GCC questions :: pouët.net

GCC questions

category: general [glöplog]

Thanks to your help in a month ago topic now I'm not working on Visual C 6 anymore (I can't install it under Windows, and also I wanted to be able to port easily). Now I use MinGW.

Well, my questions:

- With -O2 I'm getting about a 10% faster code than with -03. Isn't O3 supposed to optimize more? And also, doesn't look 10% a too big difference?

- Then, I get absolutely no difference the march option (CPU architecture). Should I get any difference or not? I'm not sure of what this option is for...

- Do GCC does any kind of mmx, sse optimizations by itself or I have to code for vectors directly? (I supppose the second option).

- And finally... do you know if there is a big difference in optimizations between GCC and the VC compiler?

Now, not related to GCC, but to modern computers:

In my VC code I used to do MMX 64 bits memory accesses since these were faster than 32 bits memory accesses (well, in the same time you got 64 bits of data and not 32). Do current computers (Pentium Core 2 Duo and similar) have the same thing? Do 128 bits access are the same as fast as 64bits, for example? And, do multicore code affect this?

added on the 2008-10-24 02:11:08 by texel

- With -O2 I'm getting about a 10% faster code than with -03. Isn't O3 supposed to optimize more? And also, doesn't look 10% a too big difference?

Answer: Usual GCC bullcrap... I'd recommend looking at the output, but most of the GCCs (even those for embedded systems) produce better code with -O2 from my experiences.

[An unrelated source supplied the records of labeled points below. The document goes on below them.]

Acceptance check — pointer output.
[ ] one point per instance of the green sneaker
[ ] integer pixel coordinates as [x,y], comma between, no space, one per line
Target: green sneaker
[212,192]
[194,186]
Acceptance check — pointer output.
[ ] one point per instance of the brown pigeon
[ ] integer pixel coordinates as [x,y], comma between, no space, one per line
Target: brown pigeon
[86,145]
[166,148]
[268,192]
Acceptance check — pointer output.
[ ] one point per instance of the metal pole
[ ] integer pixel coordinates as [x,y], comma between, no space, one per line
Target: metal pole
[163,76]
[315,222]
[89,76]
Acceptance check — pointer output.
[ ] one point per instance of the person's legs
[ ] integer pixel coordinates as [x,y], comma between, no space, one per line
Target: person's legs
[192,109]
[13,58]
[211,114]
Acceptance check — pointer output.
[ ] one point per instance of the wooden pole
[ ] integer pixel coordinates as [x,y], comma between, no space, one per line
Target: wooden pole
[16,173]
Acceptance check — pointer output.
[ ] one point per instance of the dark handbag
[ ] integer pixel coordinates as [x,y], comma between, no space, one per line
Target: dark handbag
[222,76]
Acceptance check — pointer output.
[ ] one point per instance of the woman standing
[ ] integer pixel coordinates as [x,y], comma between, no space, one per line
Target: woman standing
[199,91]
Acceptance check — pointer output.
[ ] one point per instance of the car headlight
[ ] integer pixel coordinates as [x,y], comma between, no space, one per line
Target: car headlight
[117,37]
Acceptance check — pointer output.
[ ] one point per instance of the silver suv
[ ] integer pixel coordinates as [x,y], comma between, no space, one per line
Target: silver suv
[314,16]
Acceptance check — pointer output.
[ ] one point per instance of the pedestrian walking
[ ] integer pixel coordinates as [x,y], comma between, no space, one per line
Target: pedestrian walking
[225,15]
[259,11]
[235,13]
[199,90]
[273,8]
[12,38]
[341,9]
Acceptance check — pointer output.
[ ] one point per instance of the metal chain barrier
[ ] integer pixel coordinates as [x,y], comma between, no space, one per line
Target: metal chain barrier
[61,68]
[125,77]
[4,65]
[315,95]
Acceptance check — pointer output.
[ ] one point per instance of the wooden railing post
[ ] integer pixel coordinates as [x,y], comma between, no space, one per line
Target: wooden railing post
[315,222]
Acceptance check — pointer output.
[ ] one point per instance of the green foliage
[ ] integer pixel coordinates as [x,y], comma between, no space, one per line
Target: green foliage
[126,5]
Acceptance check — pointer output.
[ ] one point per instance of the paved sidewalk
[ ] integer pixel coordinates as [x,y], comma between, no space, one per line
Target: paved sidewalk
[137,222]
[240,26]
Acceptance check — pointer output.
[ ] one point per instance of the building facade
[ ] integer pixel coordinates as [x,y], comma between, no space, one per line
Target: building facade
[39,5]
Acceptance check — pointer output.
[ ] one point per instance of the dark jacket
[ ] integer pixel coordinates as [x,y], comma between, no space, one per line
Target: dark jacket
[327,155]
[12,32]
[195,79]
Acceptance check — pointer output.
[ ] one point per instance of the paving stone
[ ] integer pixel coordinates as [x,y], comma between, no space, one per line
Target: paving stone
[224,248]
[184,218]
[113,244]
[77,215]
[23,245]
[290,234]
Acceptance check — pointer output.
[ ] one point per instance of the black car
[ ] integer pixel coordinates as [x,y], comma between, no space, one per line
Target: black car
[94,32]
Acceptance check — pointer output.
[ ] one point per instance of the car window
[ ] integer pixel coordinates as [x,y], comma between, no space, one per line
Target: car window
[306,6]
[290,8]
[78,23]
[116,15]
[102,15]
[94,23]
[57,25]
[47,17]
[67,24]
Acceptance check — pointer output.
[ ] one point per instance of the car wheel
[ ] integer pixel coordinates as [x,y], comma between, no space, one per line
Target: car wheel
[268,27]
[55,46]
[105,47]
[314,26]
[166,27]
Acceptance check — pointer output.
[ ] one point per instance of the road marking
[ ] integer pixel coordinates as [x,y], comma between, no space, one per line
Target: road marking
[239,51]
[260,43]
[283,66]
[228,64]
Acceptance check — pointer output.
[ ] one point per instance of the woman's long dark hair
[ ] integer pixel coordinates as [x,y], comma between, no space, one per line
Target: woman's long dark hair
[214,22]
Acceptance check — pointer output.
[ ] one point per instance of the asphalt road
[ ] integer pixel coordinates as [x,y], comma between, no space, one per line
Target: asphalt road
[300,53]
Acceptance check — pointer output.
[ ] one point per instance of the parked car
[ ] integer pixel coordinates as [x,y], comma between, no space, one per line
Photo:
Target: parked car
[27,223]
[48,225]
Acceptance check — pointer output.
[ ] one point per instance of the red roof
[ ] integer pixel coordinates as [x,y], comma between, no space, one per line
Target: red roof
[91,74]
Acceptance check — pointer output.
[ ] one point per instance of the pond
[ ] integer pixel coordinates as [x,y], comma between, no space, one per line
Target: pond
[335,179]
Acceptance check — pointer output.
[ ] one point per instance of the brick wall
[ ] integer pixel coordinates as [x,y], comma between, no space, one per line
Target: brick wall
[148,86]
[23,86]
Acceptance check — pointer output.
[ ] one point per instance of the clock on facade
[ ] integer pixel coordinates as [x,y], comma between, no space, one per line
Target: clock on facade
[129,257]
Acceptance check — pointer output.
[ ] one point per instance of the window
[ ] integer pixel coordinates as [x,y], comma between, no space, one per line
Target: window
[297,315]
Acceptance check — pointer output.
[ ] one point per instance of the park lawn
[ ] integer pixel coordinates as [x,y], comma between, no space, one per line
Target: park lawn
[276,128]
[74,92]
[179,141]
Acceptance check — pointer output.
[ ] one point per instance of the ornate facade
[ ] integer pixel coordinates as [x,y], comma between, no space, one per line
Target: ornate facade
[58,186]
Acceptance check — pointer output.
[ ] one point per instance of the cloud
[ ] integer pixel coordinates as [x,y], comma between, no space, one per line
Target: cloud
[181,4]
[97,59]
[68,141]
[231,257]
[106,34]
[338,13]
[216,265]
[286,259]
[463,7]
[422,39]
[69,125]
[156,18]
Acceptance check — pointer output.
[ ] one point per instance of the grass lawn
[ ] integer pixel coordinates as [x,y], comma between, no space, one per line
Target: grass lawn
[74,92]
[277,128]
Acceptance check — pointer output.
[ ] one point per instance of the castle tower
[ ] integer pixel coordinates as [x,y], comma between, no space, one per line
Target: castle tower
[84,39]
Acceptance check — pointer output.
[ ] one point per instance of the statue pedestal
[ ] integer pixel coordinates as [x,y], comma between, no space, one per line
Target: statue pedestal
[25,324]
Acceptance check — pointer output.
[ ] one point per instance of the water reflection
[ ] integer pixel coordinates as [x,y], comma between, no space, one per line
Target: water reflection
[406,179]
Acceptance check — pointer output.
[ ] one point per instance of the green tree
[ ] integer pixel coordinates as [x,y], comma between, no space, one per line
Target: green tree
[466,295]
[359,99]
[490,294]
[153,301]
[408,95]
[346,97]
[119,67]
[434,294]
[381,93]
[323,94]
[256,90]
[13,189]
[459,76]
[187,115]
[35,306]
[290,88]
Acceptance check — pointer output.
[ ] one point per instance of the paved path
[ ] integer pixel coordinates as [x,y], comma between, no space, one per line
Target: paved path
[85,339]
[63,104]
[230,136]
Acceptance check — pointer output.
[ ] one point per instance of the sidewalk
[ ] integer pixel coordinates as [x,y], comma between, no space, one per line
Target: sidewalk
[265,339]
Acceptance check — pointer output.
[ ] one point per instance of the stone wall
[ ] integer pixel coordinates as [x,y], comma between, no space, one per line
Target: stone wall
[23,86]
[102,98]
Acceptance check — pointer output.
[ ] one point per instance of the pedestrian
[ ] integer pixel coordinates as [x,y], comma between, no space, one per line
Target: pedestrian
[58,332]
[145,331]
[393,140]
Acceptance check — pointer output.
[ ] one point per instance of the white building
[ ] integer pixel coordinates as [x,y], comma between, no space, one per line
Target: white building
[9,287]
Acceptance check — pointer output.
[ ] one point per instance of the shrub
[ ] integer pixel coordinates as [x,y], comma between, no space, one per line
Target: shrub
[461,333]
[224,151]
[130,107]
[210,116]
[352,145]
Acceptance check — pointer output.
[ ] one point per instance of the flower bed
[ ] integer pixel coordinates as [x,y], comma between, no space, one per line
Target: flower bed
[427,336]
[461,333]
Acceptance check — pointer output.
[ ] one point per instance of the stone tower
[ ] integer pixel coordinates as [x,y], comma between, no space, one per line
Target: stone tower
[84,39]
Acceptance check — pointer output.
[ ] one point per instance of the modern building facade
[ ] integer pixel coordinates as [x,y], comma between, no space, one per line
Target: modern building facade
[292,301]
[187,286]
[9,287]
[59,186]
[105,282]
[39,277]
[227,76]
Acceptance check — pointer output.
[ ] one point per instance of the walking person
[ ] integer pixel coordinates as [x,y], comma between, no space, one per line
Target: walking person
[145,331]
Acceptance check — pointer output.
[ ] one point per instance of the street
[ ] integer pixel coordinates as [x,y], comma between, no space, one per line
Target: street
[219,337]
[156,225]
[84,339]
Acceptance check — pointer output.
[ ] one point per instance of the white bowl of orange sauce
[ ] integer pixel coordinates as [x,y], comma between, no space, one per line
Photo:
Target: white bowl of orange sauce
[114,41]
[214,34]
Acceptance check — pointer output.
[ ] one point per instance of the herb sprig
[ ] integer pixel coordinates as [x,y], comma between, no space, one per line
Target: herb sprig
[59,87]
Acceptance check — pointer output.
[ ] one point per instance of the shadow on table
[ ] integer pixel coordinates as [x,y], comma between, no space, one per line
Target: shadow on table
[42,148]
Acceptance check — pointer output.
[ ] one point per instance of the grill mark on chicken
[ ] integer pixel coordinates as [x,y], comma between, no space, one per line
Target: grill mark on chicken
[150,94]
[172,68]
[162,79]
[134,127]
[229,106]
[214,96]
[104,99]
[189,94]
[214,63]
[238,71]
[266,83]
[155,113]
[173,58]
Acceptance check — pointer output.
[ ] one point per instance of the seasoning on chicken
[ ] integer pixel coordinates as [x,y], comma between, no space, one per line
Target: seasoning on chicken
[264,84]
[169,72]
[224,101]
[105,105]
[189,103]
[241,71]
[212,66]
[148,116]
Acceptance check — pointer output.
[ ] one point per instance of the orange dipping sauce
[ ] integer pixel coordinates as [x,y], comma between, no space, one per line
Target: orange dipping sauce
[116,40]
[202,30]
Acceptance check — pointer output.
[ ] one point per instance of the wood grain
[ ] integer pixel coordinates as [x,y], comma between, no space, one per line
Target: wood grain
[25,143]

- Then, I get absolutely no difference the march option (CPU architecture). Should I get any difference or not? I'm not sure of what this option is for...

Answer: It will make a difference if and only if the compiler is capable of producing codes for different architectures/processors/instruction sets.

- Do GCC does any kind of mmx, sse optimizations by itself or I have to code for vectors directly? (I supppose the second option).

Answer: As far as I know GCC 4.x does. I'm not sure though and it's 5'o clock, sorry just google it :)

- And finally... do you know if there is a big difference in optimizations between GCC and the VC compiler?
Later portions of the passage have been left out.